There is no evidence that healthcare is better when delivered by non-NHS providers. Indeed, evidence to date indicates that care is compromised when organisations with no prior experience of local contexts take over from NHS providers. But what too of the growth in private for-profit healthcare covered by out-of-pocket payments or insurance? Some say this will take the pressure off the NHS, but just a little thought reveals the flaws in this analysis.
In the UK the overwhelming majority of doctors work in the NHS; take them away and the NHS, already reeling from the adverse impact of Brexit on migrant workers, suffers further. Profit-based providers, reimbursed from public funds or insurance premiums, contain expenditure by delivering strictly to contract or restricting provision according to the letter of the small print, and maximise returns by encouraging out-of-pocket expenditure—as exemplified by billboard adverts now proliferating around London. The NHS treated young and old, rich and poor according to need. A mixed public-private healthcare system ultimately reduces the effectiveness of healthcare for everyone, because it leaves the poor vulnerable to restriction and the rich to overuse of diagnostics and treatments, as shown clearly elsewhere in the world.
The NHS was not perfect but for almost 70 years it has, uniquely, showed that a nationalised service can deliver high quality, equitable, efficient, effective care successfully; provide freedom from fear of ill health to an entire population; and command the respect of the public and the lifelong dedication of a committed workforce.
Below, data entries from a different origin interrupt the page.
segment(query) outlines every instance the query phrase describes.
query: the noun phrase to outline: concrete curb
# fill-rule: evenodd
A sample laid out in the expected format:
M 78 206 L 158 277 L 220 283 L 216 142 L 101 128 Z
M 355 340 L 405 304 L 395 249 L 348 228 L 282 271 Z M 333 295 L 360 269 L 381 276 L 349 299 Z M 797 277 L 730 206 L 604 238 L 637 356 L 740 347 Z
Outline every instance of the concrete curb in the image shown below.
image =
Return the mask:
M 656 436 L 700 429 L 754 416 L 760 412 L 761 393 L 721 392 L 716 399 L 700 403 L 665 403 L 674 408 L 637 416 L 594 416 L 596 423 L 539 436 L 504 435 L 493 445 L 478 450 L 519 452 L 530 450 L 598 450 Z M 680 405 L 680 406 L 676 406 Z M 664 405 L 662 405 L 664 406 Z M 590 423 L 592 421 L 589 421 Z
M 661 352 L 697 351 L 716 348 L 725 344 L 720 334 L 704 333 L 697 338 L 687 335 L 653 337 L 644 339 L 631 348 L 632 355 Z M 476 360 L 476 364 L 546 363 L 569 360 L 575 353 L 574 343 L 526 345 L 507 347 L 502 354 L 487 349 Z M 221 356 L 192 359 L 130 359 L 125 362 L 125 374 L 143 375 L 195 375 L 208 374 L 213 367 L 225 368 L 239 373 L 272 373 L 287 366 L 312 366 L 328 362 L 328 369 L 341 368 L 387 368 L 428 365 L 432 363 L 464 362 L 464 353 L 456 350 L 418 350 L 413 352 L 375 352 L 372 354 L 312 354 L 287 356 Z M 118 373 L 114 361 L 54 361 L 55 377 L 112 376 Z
This was the UK at its very best, a global leader. The NHS doesn’t need to be discarded, nor does it need to go back in time; it needs to evolve.
The NHS needs visionary leadership to translate its founding principles into 21st century healthcare. It needs investment coupled with equitable cost containment, for example through the further development of pioneering mechanisms initiated by the National Institute of Health and Care Excellence. Realising the potential of NHS data does not need to be the prerogative of the private sector, but should be seen as providing the UK with unprecedented opportunity to improve population health and drive efficiencies through robust measurement of quality, safety, and outcomes—in other words, identifying what works and what doesn’t. The UK has also long punched above its weight in biomedical and life sciences research, but it now needs to address its weakness in exploiting this for public gain. And wiser public-private partnerships than the NHS has hitherto seen could stimulate innovation directed primarily at health and wellbeing from infancy into old age, rather than disease and profit.
It makes sense on grounds of equity, effectiveness, and cost efficiency to retain UK healthcare as a primarily publicly funded, delivered, and accountable service. Discuss the scale of the current counter-direction of travel with members of the public and most jobbing healthcare staff, and the commonest reaction is shock. Discuss this—in private—with senior doctors, managers, and civil servants, and they wring their hands ruefully, acknowledging the conclusions and likely consequences. The government must be honest, the media must explain, the public must protest, and the professions must speak out. If we do not, future generations pondering upon the demise of the NHS will be legitimate in asking whether our silence reflected ignorance, denial, fear, or self-interest.
Neena Modi is Professor of Neonatal Medicine, Imperial College London and President of the Royal College of Paediatrics and Child Health; the views expressed are her own.